Amongst the Kwakwakaʼwakw, Davy focuses on the use of miniatures as a form of cultural resistance and resilience to the Indian Act that criminalized the potlatch in Canada from 1884 to 1951. At the beginning of the ban, Charlie James carved miniature totem poles for tourists that featured his ancestral crests “as a way of affirming the crests and lineage he was forbidden to display through potlatch” (74). In the 1960s, just as potlatch ban was lifted and the Kwakwakaʼwakw were cautiously returning to their dances, Gordon Scow gifted miniature hamatʼsa figurines to children to encourage them study the dance.

The last case study concerns the “future-looking” miniature practices on the Tulalip reservation in Washington state. Here, income from the tribe’s casino fuels the Tulalip Tribes Art Manufacturing Center, where artists produce art for the casino, as well as for local schools, canoe journeys, and diplomatic events. In July 2010, for example, in recognition of an international agreement to refer to the “Salish Sea” rather than use colonial names, Salish artist Joe Gobin carved a miniature replica of a Tulalip Westcoast canoe to “send to Obama” as a pointed diplomatic gift asserting Salish claims to the waterway. As Davy notes, “Using art to make public statements of ownership and identity is a traditional Northwest Coast practice, but the systematized commercial manner in which the Tulalip have pursued this program reflects a determination to build on the past and explore new realities–an ambition within which miniaturization is a vital component” (119).

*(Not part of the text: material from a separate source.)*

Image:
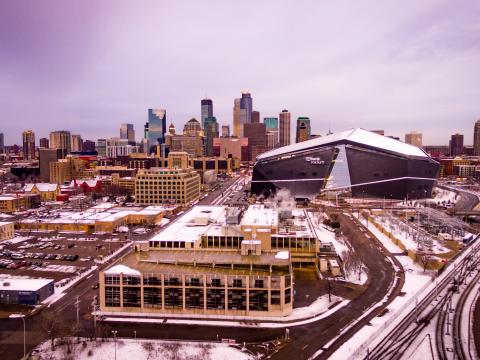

The final three chapters work to synthesize the case studies into a more general theory of the miniature. Davy identifies three elements of miniaturization: resemblance of the miniature to its prototypes, which is not necessarily achieved through calculated scale or photocopied detail but by an “an imaginative activity” wherein the artist makes choices that ensure the miniature resembles–and becomes symbolic of–its prototype (121). Scaling is another element: a miniature necessarily scales down in size from its prototype, but it does not have to be built “to scale” and is not limited by any proportions except the artist and medium’s ability to work small. Simplification is the third element; the choices an artist makes to simplify the prototype on a mechanical and conceptual level reveals the artist’s intentions for the miniature and his intended audience. Davy includes a data-heavy chapter on the sizes, techniques, and materiality of the 1,022 Northwest Coast miniatures that he identified for this study; he also proposes several chaîne opératoires as models of miniaturization practice. These diagrams were not particularly useful for this reviewer, but they underscore Davyʼs efforts to theorize the process of miniaturization as one that “relies on an imaginative combination of elements to become a medium of non-verbal ideological communication” (169).

Davy has published articles on miniatures before (2015, 2018), but this is his first book, apparently based on his dissertation from University College London. The imprint of UCLʼs renowned material culture program is clear, particularly in the earnest and repeated references to Gell and other British anthropologists. Ultimately, however, Gell gets less airtime than the Indigenous artists whom Davy interviews; their ideas and practices involving miniaturization are rich and clear in the direct quotes that Davy incorporates into every chapter. If only we could have seen more of the miniatures the book referenced: with several chapters allotted only two black-and white images, there were countless examples that the reader could only view by researching the museum catalogue numbers that Davy referenced in lieu of an illustration. These critiques aside, however, the book is well-written, carefully researched, and an important contribution to Northwest Coast art scholarship and material culture studies more broadly.

Publication Information

Davy, Jack. So Much More Than Art: Indigenous Miniatures of the Pacific Northwest. Vancouver: UBC Press, 2022. 224 pp. $32.95 paper.